A pesare sulla media nazionale sono le regioni del Mezzogiorno. Secondo i più recenti dati Eurostat riportati dal ministero dell’Istruzione, delle sei regioni sopra la media nazionale (quindi peggiori), addirittura 5 sono concentrate al Sud, Isole comprese: sono Sicilia, Calabria, Campania, Sardegna, Puglia (più Valle D'Aosta). E, scendendo ancora più nel particolare, in Sicilia i numeri vedono una dispersione scolastica che schizza al 23%, con punte che sfiorano il 30% considerando solo il campione maschile. Un elemento, quest’ultimo, ricorrente anche nelle altre regioni d’Italia, dove dappertutto sono proprio i maschi ad abbandonare più frequentemente gli studi.

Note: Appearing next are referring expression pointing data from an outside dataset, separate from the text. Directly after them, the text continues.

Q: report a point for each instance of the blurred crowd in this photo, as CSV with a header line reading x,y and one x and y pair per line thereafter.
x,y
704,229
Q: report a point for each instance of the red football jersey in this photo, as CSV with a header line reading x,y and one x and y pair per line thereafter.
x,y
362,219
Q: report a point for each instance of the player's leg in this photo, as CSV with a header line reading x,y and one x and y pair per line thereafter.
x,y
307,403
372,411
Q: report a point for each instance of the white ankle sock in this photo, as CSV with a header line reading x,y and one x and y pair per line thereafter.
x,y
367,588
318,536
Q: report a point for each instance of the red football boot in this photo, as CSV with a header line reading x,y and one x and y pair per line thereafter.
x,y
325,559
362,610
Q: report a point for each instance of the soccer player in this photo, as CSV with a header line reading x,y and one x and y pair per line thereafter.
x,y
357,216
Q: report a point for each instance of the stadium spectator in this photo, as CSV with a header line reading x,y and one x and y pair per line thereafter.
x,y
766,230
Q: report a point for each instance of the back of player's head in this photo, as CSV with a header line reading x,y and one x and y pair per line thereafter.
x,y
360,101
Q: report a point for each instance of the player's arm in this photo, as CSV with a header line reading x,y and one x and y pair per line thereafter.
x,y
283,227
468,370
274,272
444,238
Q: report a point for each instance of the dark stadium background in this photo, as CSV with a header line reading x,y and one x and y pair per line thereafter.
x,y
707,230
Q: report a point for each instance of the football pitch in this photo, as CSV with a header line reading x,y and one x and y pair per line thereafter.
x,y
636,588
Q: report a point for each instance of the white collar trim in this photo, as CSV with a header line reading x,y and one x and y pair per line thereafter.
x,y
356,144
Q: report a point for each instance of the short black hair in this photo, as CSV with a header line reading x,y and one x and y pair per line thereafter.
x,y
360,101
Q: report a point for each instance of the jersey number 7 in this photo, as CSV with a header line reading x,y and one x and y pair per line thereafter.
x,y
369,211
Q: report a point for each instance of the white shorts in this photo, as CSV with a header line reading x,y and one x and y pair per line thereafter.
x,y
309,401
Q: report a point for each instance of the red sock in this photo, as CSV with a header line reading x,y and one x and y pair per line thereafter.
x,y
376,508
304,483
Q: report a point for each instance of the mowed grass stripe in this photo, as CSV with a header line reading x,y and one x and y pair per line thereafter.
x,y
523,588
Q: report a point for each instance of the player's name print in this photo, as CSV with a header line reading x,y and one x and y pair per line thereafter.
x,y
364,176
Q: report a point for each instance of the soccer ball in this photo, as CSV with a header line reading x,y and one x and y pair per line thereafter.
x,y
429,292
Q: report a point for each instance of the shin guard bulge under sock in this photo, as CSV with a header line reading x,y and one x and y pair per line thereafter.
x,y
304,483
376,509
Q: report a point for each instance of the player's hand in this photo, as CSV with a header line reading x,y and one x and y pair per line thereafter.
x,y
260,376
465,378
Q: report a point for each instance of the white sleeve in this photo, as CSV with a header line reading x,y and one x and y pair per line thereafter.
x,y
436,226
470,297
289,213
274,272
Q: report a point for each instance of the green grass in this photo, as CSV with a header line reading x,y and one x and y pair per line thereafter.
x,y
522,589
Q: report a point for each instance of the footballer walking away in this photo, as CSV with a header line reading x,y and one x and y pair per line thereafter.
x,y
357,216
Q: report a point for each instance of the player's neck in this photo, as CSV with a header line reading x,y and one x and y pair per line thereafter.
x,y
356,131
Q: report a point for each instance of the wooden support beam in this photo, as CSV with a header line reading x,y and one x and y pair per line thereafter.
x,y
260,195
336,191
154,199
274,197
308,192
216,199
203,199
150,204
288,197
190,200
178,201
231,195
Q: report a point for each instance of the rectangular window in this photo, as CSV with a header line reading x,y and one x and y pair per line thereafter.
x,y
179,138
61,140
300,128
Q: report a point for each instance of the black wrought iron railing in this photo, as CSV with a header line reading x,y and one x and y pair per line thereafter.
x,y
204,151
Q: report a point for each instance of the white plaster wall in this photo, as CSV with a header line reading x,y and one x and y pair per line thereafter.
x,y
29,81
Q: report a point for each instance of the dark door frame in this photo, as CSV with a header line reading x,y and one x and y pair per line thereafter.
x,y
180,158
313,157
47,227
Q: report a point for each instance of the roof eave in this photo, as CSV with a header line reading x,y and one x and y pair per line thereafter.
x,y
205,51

Peggio di noi solo Romania, Malta e Spagna

Dietro di noi paesi come la Romania, che registra una dispersione scolastica al 16,4%, Malta col 17,5% e la Spagna, che con il 17,9% è il fanalino di coda continentale. “C’è comunque ben poco da gioire, visto che alcuni Paesi con cui siamo abituati a confrontarci “punto a punto” su tutte le questioni europee in ambito economico, sociale e politico, sono molto più avanti di noi, con livelli di abbandono scolastico più bassi rispetto al nostro e realmente in decrescita negli ultimi anni: sono la Grecia e il Portogallo, rispettivamente al 4% e all’11%- puntualizza Skuola.net -. Dati falsati da una visione “distante”? Tutt’altro. A confermare le statistiche Eurostat è anche un organo interno: l’anagrafe nazionale degli studenti, istituita nel 2005 per legge ed entrata in funzione a pieno regime nel 2010 per raccogliere le informazioni di tutti gli alunni che frequentano le scuole, statali e paritarie, del sistema nazionale di istruzione”.

La raccolta dei dati

Ogni singola istituzione scolastica, infatti, è tenuta a fornire l’esatta composizione delle classi, con l’indicazione degli alunni frequentanti, in modo tale da permettere all’anagrafe nazionale degli studenti di costituire uno strumento di monitoraggio e, di conseguenza, di stimolare l’adozione di strumenti per il contrasto alla dispersione scolastica. È proprio per questo che le istituzioni scolastiche (statali e paritarie) sono invitate ad aggiornare in tempo reale la frequenza scolastica, comunicando l’eventuale interruzione della frequenza di ogni singolo alunno o il trasferimento ad altra scuola.  “Ma oltre la forma c’è anche un problema di sostanza. Far arrivare i ragazzi al diploma non consiste di per sé in una garanzia di buon funzionamento del sistema scolastico – documenta Skuola.net -. Molti ragazzi, pur frequentando dall’inizio alla fine il percorso che li porta dalle elementari al diploma, dimostrano di avere forti carenze nelle competenze di base. Tecnicamente si parla di dispersione scolastica implicita”. A certificarla è soprattutto un indicatore: il risultato delle prove Invalsi, che valutano la preparazione degli studenti con una serie di test, in diverse materie, a seconda del livello di studi, uguali su scala nazionale. Nel 2019, ad esempio, hanno destato scalpore gli esiti delle prove svolte dagli alunni di quinto superiore: per quanto riguarda la conoscenza dell’Italiano, 1 diplomando su 3 non raggiunge la sufficienza in lettura, mentre 1 su 2 non è in grado di comprendere un testo; in matematica sono 2 su 5 a non arrivare alla sufficienza (il 60% è concentrato al Sud e sulle Isole). “Ciò vuol dire che ci sono ragazzi che, alla soglia della maturità, non possiedono le competenze in teoria richieste alla fine della terza media- precisa il portale-. Quanto basta per riflettere sull’opportunità di potenziare le politiche d’inclusione scolastica”.